Alberto Contador wins 2010 Tour de France

Spanish rider Alberto Contador has claimed his third Tour de France win after securing the victory yesterday in a 32.3 mile long individual time trial that ran across the French countryside from Bordeaux to Pauillac. Despite being pushed to the limit by his rival, Luxembourg’s Andy Schleck, Contador extended his lead in the race, winning by 39 seconds. Today, he’ll finish off the 2010 Tour by taking the ceremonial ride into Paris wearing the leader’s Yellow Jersey, while the top sprinters vie for one last stage win on the Champs Elysees.
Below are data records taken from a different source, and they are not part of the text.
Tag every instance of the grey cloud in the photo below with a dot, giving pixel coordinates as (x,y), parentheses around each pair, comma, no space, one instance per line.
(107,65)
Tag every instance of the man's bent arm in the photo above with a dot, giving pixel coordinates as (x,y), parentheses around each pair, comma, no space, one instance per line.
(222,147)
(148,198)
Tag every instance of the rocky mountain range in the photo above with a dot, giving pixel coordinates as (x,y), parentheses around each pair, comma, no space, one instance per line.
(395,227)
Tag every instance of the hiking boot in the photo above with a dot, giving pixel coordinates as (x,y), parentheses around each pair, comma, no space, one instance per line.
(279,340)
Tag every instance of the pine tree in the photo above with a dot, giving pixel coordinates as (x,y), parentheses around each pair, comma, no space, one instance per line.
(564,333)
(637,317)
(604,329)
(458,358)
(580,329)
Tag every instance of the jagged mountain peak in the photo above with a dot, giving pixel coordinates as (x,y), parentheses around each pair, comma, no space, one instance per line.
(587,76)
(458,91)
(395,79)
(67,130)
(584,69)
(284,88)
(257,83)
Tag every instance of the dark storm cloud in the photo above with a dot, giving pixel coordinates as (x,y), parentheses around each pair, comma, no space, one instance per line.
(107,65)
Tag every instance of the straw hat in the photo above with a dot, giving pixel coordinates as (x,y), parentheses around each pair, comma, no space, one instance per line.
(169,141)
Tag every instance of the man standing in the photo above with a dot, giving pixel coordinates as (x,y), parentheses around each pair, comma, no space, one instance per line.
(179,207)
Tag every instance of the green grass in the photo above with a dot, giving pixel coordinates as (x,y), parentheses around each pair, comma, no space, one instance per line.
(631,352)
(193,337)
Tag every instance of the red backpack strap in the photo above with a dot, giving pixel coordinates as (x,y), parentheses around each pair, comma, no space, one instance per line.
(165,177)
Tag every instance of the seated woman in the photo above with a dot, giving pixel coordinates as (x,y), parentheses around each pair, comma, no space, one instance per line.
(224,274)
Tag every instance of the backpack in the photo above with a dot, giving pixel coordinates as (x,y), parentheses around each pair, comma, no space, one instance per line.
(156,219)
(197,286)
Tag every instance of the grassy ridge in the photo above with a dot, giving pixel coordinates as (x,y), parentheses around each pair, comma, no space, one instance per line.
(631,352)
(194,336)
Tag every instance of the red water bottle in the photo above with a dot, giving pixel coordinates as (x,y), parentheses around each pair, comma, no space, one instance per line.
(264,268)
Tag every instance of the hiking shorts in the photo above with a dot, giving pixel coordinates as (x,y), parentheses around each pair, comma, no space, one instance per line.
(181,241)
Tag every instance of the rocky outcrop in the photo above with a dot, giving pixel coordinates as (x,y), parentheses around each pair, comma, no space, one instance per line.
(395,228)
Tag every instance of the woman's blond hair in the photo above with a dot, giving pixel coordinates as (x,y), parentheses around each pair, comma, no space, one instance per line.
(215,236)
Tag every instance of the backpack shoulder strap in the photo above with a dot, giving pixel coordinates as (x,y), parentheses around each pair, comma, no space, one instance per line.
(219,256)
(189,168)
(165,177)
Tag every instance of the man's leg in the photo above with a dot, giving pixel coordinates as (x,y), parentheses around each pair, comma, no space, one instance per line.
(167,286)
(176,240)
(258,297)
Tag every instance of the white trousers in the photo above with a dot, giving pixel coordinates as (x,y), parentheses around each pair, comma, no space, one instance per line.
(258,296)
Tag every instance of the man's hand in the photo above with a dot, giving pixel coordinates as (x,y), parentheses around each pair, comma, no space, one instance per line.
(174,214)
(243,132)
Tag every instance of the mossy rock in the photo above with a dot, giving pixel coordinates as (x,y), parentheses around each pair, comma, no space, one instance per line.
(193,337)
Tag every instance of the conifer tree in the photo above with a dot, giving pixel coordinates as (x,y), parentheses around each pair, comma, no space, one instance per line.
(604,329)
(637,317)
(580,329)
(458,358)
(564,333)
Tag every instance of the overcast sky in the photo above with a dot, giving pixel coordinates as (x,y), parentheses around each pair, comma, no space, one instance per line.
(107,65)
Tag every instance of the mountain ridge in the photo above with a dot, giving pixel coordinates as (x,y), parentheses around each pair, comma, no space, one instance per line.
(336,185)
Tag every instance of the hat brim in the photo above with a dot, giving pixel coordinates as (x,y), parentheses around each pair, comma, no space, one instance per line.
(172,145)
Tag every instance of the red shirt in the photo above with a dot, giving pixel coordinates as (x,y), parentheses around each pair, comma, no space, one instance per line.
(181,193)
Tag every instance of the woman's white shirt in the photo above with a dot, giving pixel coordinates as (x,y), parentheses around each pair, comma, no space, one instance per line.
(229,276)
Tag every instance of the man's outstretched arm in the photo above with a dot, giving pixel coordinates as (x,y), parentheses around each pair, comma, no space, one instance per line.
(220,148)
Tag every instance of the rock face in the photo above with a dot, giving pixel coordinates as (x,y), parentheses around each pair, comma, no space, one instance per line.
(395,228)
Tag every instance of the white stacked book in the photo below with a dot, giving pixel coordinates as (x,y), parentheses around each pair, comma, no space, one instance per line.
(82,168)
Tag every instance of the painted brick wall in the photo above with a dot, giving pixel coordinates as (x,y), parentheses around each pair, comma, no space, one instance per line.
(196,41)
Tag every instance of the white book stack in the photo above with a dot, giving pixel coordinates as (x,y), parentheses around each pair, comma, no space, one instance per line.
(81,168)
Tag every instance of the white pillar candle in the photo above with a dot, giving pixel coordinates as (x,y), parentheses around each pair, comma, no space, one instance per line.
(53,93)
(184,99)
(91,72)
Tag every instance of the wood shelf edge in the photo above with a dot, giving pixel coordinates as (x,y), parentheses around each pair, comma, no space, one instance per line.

For the past three weeks, the world’s best cyclists have dueled one another across France, fighting it out most spectacularly in the Alps and the Pyrenees. This year’s route threw some of the toughest climbs ever at the riders, and it was Contador and Schleck who were clearly the two best cyclists in the Peloton. Schleck actually led the race heading into Monday, when the two riders were on the final climb the day. Misfortune hit on the slopes of the Port de Balès, when Schleck dropped a chain and had to stop to make a quick repair. Sensing an opportunity, Contador attacked, gaining more than 30 seconds, and taking the lead in the race for the first time. He never looked back and Schleck was never able to recover.

Today marks the final stage of the race, a 63.6 mile ride from Longjumeau to Paris. Traditionally, the riders don’t attack the Yellow Jersey on the final day, allowing the leader to ride to the finish line in a glorified victory lap. Once there, Contador will take the top of the podium in Yellow, while Schleck will win the White Jersey, which is awarded each year to the Tour’s best young rider under the age of 25. France’s Anthony Charteau has won the Polka Dot Jersey, which goes to the King of the Mountain, the Tour’s best climber, each year. The final jersey to be awarded will be the Green Jersey, which goes to the best sprinter in the race. Sprint points will still be up for grabs on today’s final stage, with three riders in a position to win the title.

In his final ride in the Tour de France, seven-time winner Lance Armstrong finishes in 23rd place, nearly 40 minutes behind Contador.